Chip startup Cerebras leaped into the limelight in 2019 when it came out of stealth to reveal a 1.2-trillion-transistor chip.
The size of a dinner plate, the chip is called the Wafer Scale Engine and was the world’s largest computer chip. Earlier this year Cerebras unveiled the Wafer Scale Engine 2 (WSE-2), which more than doubled the number of transistors to 2.6 trillion.
Now the company has outlined a series of innovations that mean its latest chip can train a neural network with up to 120 trillion parameters. For reference, OpenAI’s revolutionary GPT-3 language model contains 175 billion parameters. The largest neural network to date, which was trained by Google, had 1.6 trillion.
“Larger networks, such as GPT-3, have already transformed the natural language processing landscape, making possible what was previously unimaginable,” said Cerebras CEO and co-founder Andrew Feldman in a press release.
“The industry is moving past 1 trillion parameter models, and we are extending that boundary by two orders of magnitude, enabling brain-scale neural networks with 120 trillion parameters.”
The genius of Cerebras’ approach is that rather than taking a silicon wafer and splitting it up to make hundreds of smaller chips, it makes a single massive one.

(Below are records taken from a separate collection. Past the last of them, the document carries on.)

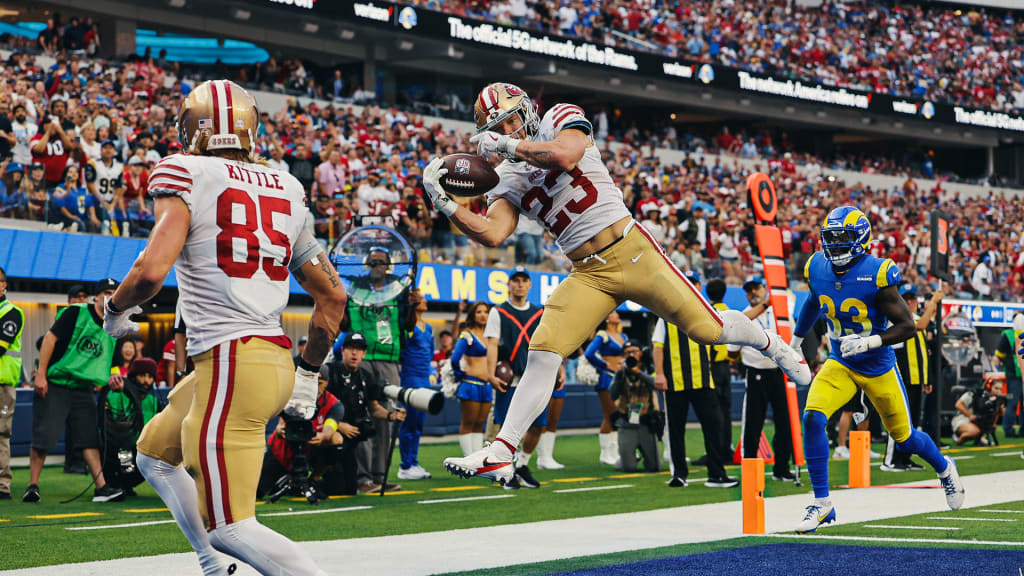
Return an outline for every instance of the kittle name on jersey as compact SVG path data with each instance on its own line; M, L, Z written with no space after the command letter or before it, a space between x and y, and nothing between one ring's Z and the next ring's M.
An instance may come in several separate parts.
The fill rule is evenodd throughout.
M285 187L281 186L281 180L278 179L276 173L252 170L234 164L224 164L224 166L227 166L227 177L232 180L249 182L251 184L254 183L264 188L272 188L274 190L285 190Z

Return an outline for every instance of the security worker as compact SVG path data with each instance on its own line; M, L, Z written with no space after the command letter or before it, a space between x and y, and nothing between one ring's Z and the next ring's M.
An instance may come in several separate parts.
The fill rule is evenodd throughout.
M22 380L25 313L7 299L7 273L0 268L0 500L10 500L10 428L14 388Z
M695 271L694 274L696 274ZM729 306L723 301L725 299L725 282L722 279L709 280L706 289L712 307L717 311L729 310ZM718 407L722 411L722 455L727 458L732 453L732 361L729 360L729 351L725 344L711 346L711 379L715 382ZM705 465L707 462L701 460L707 457L706 454L693 463Z
M695 272L687 278L699 289L700 278ZM727 446L722 442L722 412L718 403L717 382L711 367L715 346L699 344L677 326L658 319L651 337L654 359L654 387L666 390L666 412L669 420L669 449L672 452L672 480L669 486L687 486L686 419L690 405L700 421L705 436L706 465L710 488L732 488L738 482L725 472ZM672 385L669 385L671 378Z
M758 323L768 331L775 330L775 315L768 301L768 291L760 278L748 280L743 284L746 301L750 305L743 311L748 318ZM772 417L775 420L775 436L772 439L772 450L775 451L775 466L772 480L795 482L797 477L790 470L790 459L793 457L793 433L790 429L790 407L785 397L785 380L782 371L770 359L766 358L753 346L729 344L729 354L736 356L742 352L741 362L746 369L746 396L743 400L743 457L757 458L758 446L761 443L761 433L764 429L765 416L771 405Z
M916 331L912 338L893 344L893 352L896 353L896 366L899 369L899 376L903 380L907 404L910 408L910 425L916 428L921 420L921 404L924 397L932 394L928 368L928 339L925 330L928 329L935 313L938 312L939 300L942 299L943 294L942 290L936 290L925 303L925 310L921 316L918 315L918 288L913 284L907 283L900 286L899 295L906 300L906 305L910 308L910 314L916 325ZM925 466L911 460L909 452L896 450L896 443L890 436L889 444L886 446L886 458L882 462L881 468L883 471L899 472L923 470Z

While your average GPU will have a few hundred cores, the WSE-2 has 850,000. Because they’re all on the same hunk of silicon, they can work together far more seamlessly.
This makes the chip ideal for tasks that require huge numbers of operations to happen in parallel, which includes both deep learning and various supercomputing applications. And earlier this week at the Hotchips conference, the company unveiled new technology that is pushing the WSE-2’s capabilities even further.
A major challenge for large neural networks is shuttling around all the data involved in their calculations. Most chips have a limited amount of memory on-chip, and every time data has to be shuffled in and out it creates a bottleneck, which limits the practical size of networks.
The WSE-2 already has an enormous 40 gigabytes of on-chip memory, which means it can hold even the largest of today’s networks. But the company has also built an external unit called MemoryX that provides up to 2.4 Petabytes of high-performance memory, which is so tightly integrated it behaves as if it were on-chip.
Cerebras has also revamped its approach to that data it shuffles around. Previously the guts of the neural network would be stored on the chip, and only the training data would be fed in. Now, though, the weights of the connections between the network’s neurons are kept in the MemoryX unit and streamed in during training.
By combining these two innovations, the company says, they can train networks two orders of magnitude larger than anything that exists today. Other advances announced at the same time include the ability to run extremely sparse (and therefore efficient) neural networks, and a new communication system dubbed SwarmX that makes it possible to link up to 192 chips to create a combined total of 163 million cores.
How much all this cutting-edge technology will cost and who is in a position to take advantage of it is unclear. “This is highly specialized stuff,” Mike Demler, a senior analyst with the Linley Group, told Wired. “It only makes sense for training the very largest models.”
While the size of AI models has been increasing rapidly, it’s likely to be years before anyone can push the WSE-2 to its limits. And despite the insinuations in Cerebras’ press material, just because the parameter count roughly matches the number of synapses in the brain, that doesn’t mean the new chip will be able to run models anywhere close to its complexity or performance.
There’s a major debate in AI circles today over whether we can achieve general artificial intelligence by simply building larger neural networks, or this will require new theoretical breakthroughs. So far, increasing parameter counts has led to pretty consistent jumps in performance. A two-order-of-magnitude improvement over today’s largest models would undoubtedly be significant.